Вздыхаю. Если бы кое-кто не был болезненно привязан к тонне хромированных железок с кожаной начинкой, в поездке бы вообще не было смысла. А так, если тягать туда-сюда тонну, конечно же придётся постоянно вылезать в повседневность в разных местах и гнать потом по шоссе, гнать и гнать.
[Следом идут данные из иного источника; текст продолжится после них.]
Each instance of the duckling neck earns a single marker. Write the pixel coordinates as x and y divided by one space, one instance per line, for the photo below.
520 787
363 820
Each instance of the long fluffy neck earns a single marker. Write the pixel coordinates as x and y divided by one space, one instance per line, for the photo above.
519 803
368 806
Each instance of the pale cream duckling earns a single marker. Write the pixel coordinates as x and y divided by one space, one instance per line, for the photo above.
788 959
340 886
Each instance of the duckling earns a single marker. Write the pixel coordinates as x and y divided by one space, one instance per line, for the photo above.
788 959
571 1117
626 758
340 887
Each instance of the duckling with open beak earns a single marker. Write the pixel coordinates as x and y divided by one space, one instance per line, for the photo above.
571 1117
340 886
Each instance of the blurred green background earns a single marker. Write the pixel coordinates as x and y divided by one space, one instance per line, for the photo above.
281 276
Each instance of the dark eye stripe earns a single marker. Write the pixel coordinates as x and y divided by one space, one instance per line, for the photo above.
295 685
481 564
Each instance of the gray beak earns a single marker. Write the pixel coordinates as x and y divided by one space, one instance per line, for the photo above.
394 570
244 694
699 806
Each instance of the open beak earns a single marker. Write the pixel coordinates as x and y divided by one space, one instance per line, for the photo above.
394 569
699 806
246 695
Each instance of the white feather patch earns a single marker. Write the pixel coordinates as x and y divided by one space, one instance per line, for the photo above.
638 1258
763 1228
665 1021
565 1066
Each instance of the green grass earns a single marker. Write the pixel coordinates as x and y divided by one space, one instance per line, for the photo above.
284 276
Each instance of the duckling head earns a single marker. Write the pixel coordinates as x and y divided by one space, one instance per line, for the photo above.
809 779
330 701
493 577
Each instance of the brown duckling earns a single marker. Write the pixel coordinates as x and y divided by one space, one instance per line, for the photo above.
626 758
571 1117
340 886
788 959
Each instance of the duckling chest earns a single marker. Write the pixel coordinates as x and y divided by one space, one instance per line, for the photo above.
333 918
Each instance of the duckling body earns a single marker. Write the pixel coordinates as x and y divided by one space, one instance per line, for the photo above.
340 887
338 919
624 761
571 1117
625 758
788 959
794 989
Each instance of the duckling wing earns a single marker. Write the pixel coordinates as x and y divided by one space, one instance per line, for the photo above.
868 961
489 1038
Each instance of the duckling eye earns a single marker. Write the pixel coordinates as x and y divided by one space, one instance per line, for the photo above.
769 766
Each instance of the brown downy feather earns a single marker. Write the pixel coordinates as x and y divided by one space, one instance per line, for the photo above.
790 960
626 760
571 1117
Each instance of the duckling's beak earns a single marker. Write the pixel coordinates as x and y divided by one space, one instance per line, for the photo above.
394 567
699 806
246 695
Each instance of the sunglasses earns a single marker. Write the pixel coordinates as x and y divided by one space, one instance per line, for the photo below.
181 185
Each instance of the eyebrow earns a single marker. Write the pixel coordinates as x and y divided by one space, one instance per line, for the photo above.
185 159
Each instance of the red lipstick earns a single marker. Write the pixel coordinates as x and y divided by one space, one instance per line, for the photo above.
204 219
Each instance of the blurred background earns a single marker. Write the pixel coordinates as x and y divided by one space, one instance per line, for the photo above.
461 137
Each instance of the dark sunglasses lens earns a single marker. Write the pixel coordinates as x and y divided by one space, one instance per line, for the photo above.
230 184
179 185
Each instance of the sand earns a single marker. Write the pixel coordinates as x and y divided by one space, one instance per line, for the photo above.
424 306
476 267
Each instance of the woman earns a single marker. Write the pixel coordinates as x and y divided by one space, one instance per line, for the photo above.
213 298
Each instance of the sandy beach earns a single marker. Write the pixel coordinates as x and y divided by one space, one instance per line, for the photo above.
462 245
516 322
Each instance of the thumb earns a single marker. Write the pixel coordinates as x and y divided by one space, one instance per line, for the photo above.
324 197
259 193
Наконец в окне показалась знакомая высотка, с презрением взирающая на чахлые насаждения, именующиеся парком, у своих ног. Приветственно шелестела замедляющая ход река. Месяц и звёзды ещё не выглянули. Выходит, я не так долго оставалась без чувств.
Автомобиль останавливается. Пытаюсь выйти, но Веня неожиданно настойчиво не выпускает, держит на руках и равнодушно к весу и неудобству выбирается на свежий воздух через тесную для двоих дверь.
На этот раз Тимур не демонстрирует недовольства. Идёт вперёд, открывая перед нами двери. Прохор плетётся сзади, еле перебирая ногами. Я боялась, Тимур заставит его ночевать в машине.
Бедняга последним добирается до лифта, но не может сообразить нажать кнопку. Нажимаю двадцатый, прежде чем Тимур заклеймит его парочкой нелестных прозвищ. Потом понимаю, что не должна была знать подобных тонкостей. Спорю на что угодно, Тимур заметил.
Стоило входной двери закрыться, Маг отобрал меня у Вени, снова лишая возможности встать на ноги.
– Иди в свою комнату! – Тимур распоряжался над моим ухом, так что я чувствовала боком вибрацию его грудной клетки. – Прохор, приведи себя в порядок!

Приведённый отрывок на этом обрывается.